The Republican National Convention (“RNC”) was in Milwaukee this past week. Security was ramped up to extraordinary levels throughout downtown.

I had a meeting downtown during the convention. Normally, it takes me less than five minutes to get from the parking garage to the 29th floor of the U.S Bank Building.

While the RNC was in town, it took me 35 minutes to get from the parking garage to the conference room! There were multiple check points. Every single door was locked. At one of the check points I was not on the accepted guest list so I had to make phone calls to get on the list. At another check point they had to create a formal badge for me to showcase in the hallways & use for the elevators. I then had to walk through newly constructed gates to get to the elevator doors.

With the RNC in town, the building security had less trust in me and my intentions in the building. (Completely understood but clear consequences that can be applied to leadership inside an organization.)

The economics of trust in my situation in Milwaukee during the RNC:

TRUST: The Building security team were on high alert (rightfully so) and put in robust processes during the convention. (TRUST DOWN)

SPEED: It took an extra 30 minutes to get to the conference room. (SPEED DOWN)

COST: All of the people and security systems in place who stopped me along the way to my final destination were very expensive. (COST UP)

This experience downtown reignited my appreciation for and the importance of trust.
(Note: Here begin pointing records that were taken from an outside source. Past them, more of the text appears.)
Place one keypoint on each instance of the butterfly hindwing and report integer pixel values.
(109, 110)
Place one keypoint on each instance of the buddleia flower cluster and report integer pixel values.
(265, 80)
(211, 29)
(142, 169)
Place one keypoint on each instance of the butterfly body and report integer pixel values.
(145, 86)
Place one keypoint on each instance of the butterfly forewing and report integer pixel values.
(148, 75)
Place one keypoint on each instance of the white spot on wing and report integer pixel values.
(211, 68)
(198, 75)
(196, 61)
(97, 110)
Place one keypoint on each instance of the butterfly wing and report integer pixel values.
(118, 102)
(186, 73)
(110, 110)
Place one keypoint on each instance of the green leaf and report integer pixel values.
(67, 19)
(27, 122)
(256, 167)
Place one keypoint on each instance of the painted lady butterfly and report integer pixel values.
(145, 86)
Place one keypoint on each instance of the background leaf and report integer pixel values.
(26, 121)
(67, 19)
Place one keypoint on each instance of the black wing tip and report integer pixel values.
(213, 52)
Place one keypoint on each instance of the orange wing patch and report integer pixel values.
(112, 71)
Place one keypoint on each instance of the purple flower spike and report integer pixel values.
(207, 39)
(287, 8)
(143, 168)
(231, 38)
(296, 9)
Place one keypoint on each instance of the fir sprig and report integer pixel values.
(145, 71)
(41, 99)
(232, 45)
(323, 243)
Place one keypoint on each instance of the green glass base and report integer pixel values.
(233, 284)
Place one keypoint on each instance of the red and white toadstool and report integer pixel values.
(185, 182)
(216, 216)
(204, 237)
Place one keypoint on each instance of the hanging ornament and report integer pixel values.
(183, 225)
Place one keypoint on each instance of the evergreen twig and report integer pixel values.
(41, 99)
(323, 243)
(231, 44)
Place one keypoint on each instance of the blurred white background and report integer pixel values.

There’s a reason Warren Buffett & Charlie Munger of Berkshire Hathaway declared in the early 1980s that they would only work with people they “like, admire, & trust.”

Munger stressed: “Trust is one of the greatest economic forces on earth.”

Stephen Covey in his book The Speed of Trust gives a formula for Trust that supports Munger:

Theoretical business formula:

S X E = R

(Strategy times Execution equals Results)

Real business formula:

(S X E)T = R

([Strategy times Execution] multiple by Trust equals Results)

Trust creates a tax or a dividend for organizations. Covey writes, “High trust is like the leaven in bread.” Low trust creates politics and bureaucracy.

Trust is the mitochondria (“powerhouse”) of an organization.

As leaders, we bend the culture of trust in our actions positively or negatively. Actions express our priority (not words).

Leaders have an incredible opportunity to tap into the beauty of trust as a growth accelerator. Covey articulates: “Trust is like the aquifer – the huge water pool under the earth that feeds all of the subsurface wells.”

Covey has the best break down of trust as an ingredient list I’ve ever found for leaders:

1.       Character (integrity & intent)

a.       Integrity – Do what you say you are going to do.

b.       Intent – seeking mutual benefits

2.       Competence (skills & track record)

a.       Skills – Capable in role

b.       Track Record – Get results

What is one way you could tap into the aquifer of trust that is outside your normal routine with your team this week?

Onward,

Matt

PS – With a lens on the power of trust: I think one of the most predictive questions for an organization to ask teammates: Do you trust your direct leader?